“Our ultimate vision is millions of people living and working in space,” Bezos said during a rare, 30-minute interview in Florida with reporters after the Blue Origin announcement.
The “almost 50 billion dollar man” Jeff Bezos announced the upcoming 2018 space tourism flights of his New Shephard space capsule. The ticket price has not yet been announced, but the flight plan involves blasting vertically into the very edge of space — each passenger staring out his own panoramic window — then landing under the broad canopy of parachutes, while the main booster lands itself vertically.
During ascent, passengers will experience 3 to 4Gs, and up to 5Gs during descent, although the maximum g-forces will last only for about 10 seconds.
“The fun thing about ascent is the accelerating acceleration,” he said. “Basically you have more than 100,000 pounds of thrust from the BE-3 engine, and when you start out there’s a lot of propellant on board, and so you’re accelerating fairly slowly. But as you burn off the propellant, the vehicle gets very light and the thrust stays the same. So the acceleration increases.”
This differentiates New Shepard from its primary competitors, Virgin Galactic and XCOR, which are also developing suborbital space-tourism systems. While both of these vehicles will be powered by rocket engines, the fundamental architecture more closely resembles a high-flying airplane than a traditional rocket and space capsule. _ _ Ars TEchnica
Inside a factory on the edge of Seattle, the New Shephard propulsion modules are even now being constructed and readied for their 2018 debuts in space.
With a few notable exceptions, such as launchings and landings of New Shepard, a reusable suborbital spaceship, the company has shielded itself from the public eye. That changed on Tuesday when a group of veteran space reporters spent four hours touring the plant and talking with Bezos and Blue Origin managers.
The idea is that six people (and no pilots!) will strap themselves into seats and rocket up to 62 miles, or 100 kilometers, above Earth. They won’t be flying fast enough to go into orbit, but passengers can experience a few minutes of weightlessness and see the curvature of Earth set against the blackness of space before their ship plunges back into the atmosphere and lands.
Competition With SpaceX and Others Will Accelerate the Movement into Space
Competition is good, particularly if it leads to Bezos’ ultimate goals of getting “millions and millions of people living and working in space.”
The media tends to focus on Bezos’ back-and-forth with Elon Musk, the founder of SpaceX, which also launches rockets from Cape Canaveral Air Force Station.

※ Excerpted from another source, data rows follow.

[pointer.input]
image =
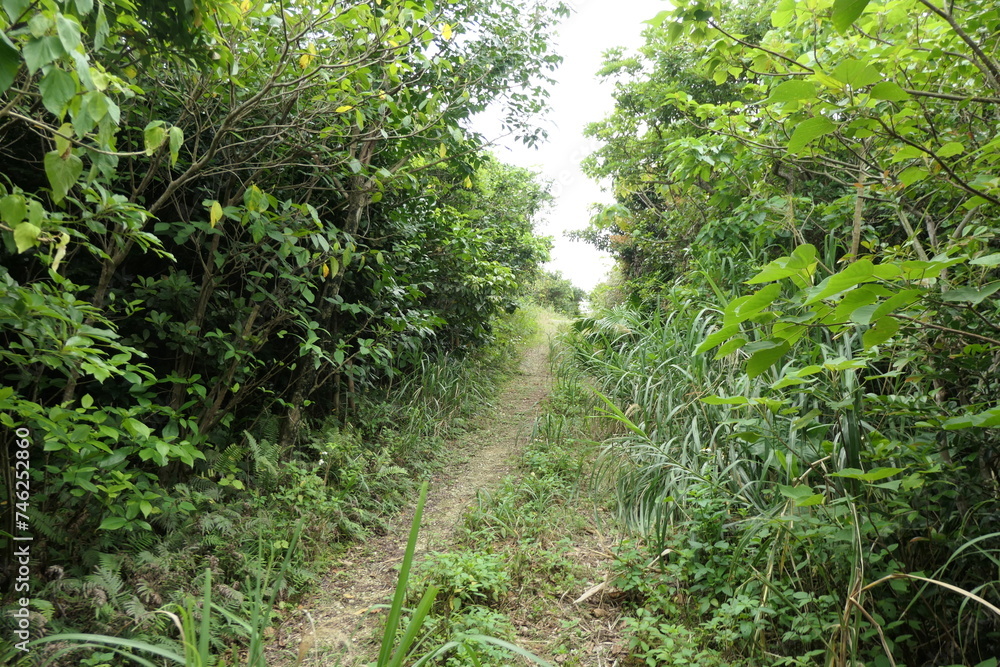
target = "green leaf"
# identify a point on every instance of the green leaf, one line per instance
(719, 400)
(136, 428)
(713, 339)
(911, 175)
(889, 91)
(62, 173)
(26, 236)
(745, 307)
(113, 523)
(101, 29)
(809, 130)
(987, 260)
(971, 294)
(730, 347)
(874, 475)
(40, 52)
(57, 89)
(896, 302)
(10, 62)
(802, 496)
(856, 74)
(987, 419)
(800, 264)
(861, 271)
(176, 141)
(846, 12)
(762, 359)
(12, 210)
(15, 9)
(883, 329)
(949, 149)
(154, 135)
(793, 90)
(69, 33)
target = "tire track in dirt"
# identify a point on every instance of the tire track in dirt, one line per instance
(342, 613)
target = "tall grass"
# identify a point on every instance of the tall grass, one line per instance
(790, 506)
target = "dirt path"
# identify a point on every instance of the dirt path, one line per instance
(366, 575)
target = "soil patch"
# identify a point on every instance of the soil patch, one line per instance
(342, 614)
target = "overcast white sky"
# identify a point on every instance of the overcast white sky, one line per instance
(579, 99)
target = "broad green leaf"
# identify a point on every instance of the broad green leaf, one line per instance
(887, 90)
(987, 260)
(10, 61)
(898, 301)
(62, 173)
(949, 149)
(809, 130)
(112, 523)
(658, 20)
(154, 135)
(745, 307)
(215, 214)
(783, 13)
(40, 52)
(856, 74)
(101, 29)
(907, 153)
(793, 90)
(728, 348)
(911, 175)
(883, 329)
(861, 271)
(801, 263)
(987, 419)
(762, 359)
(874, 475)
(26, 236)
(921, 270)
(846, 12)
(57, 89)
(713, 339)
(69, 33)
(971, 294)
(176, 141)
(802, 495)
(15, 9)
(136, 428)
(12, 209)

The two space visionaries captured attention with back-and-forth tweets after each launched and landed rockets. __ Blue Origin Revealed
Whatever one can do to earn a profit in space, will eventually be done. The infrastructures of space launch, space habitats, space supply, and routine space exploration and construction must be built up almost simultaneously. Asteroid miners will supply not only construction materials, precious metals, and a growing market for space merchants — they will also supply water and other materials that are vital for space living and space industry.

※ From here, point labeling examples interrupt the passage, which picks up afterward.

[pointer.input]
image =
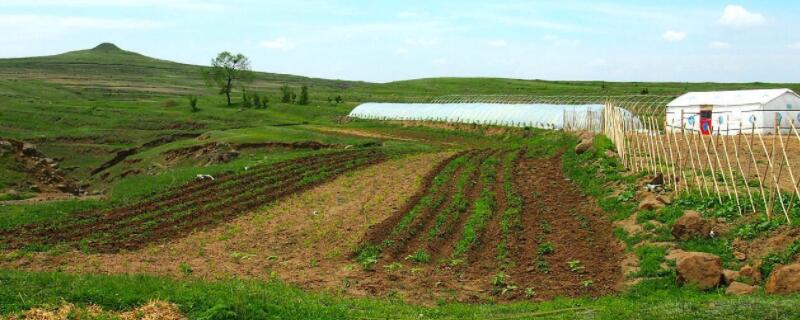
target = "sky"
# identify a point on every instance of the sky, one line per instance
(381, 41)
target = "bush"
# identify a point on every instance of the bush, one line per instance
(303, 95)
(169, 103)
(193, 103)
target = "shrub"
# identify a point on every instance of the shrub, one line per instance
(169, 103)
(420, 256)
(303, 95)
(193, 103)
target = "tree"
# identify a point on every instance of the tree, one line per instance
(286, 93)
(256, 101)
(193, 103)
(226, 69)
(246, 102)
(303, 95)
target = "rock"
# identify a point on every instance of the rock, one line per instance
(665, 199)
(749, 272)
(703, 270)
(29, 149)
(690, 225)
(784, 279)
(729, 276)
(658, 180)
(675, 254)
(650, 202)
(584, 146)
(739, 256)
(739, 288)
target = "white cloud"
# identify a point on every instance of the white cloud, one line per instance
(279, 44)
(497, 43)
(32, 21)
(739, 17)
(674, 36)
(421, 42)
(559, 42)
(719, 45)
(183, 5)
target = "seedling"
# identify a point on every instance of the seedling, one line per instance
(542, 266)
(392, 267)
(546, 248)
(575, 266)
(186, 270)
(420, 256)
(529, 292)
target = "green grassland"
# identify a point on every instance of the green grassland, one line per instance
(84, 106)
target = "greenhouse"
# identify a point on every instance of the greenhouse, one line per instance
(519, 115)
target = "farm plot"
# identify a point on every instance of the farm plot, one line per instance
(496, 221)
(195, 205)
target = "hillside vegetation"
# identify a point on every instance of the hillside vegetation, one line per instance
(294, 210)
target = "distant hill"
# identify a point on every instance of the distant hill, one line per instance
(108, 72)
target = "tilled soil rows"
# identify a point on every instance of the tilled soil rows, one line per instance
(494, 222)
(195, 205)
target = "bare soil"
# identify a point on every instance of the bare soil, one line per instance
(309, 239)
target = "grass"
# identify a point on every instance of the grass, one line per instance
(483, 209)
(115, 100)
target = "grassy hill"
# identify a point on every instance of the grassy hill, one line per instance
(86, 108)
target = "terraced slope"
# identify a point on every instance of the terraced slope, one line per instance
(195, 205)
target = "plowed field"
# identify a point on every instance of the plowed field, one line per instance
(497, 222)
(195, 205)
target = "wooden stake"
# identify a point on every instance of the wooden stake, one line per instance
(739, 165)
(758, 174)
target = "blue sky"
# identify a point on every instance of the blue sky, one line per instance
(394, 40)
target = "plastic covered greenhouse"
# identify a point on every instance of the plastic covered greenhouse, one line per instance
(519, 115)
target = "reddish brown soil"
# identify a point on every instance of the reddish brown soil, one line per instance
(196, 205)
(578, 231)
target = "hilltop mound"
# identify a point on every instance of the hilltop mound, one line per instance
(106, 46)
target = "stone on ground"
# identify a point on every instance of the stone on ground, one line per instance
(784, 279)
(690, 225)
(740, 288)
(700, 269)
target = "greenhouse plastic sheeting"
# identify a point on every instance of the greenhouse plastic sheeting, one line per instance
(520, 115)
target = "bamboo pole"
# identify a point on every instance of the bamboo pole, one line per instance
(680, 164)
(739, 165)
(719, 162)
(775, 180)
(786, 160)
(791, 202)
(700, 165)
(711, 165)
(730, 170)
(758, 175)
(675, 180)
(691, 158)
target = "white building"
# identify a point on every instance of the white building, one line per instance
(725, 112)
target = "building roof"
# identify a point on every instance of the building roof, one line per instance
(729, 98)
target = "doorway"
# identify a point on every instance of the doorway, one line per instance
(706, 126)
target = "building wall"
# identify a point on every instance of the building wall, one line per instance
(748, 116)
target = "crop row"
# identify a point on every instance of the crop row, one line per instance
(483, 209)
(186, 210)
(511, 219)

Earth $billionaires will become space $trillionaires, who will naturally strain against earth-bound shackles of small-minded bureaucrats and well connected reactionary activists. Space revolutions of multiple kinds are on the way.
… this investment would build space infrastructure to enable asteroid mining, lunar industrial development, SBSP, space tourism, and many other space businesses, the multiplier effect of investment in space could in fact be much larger. Furthermore, the enhanced capacity for disaster relief could rapidly yield savings in the tens of billions of dollars, and if a major city could be saved from destruction by an asteroid, the value could be in the trillions!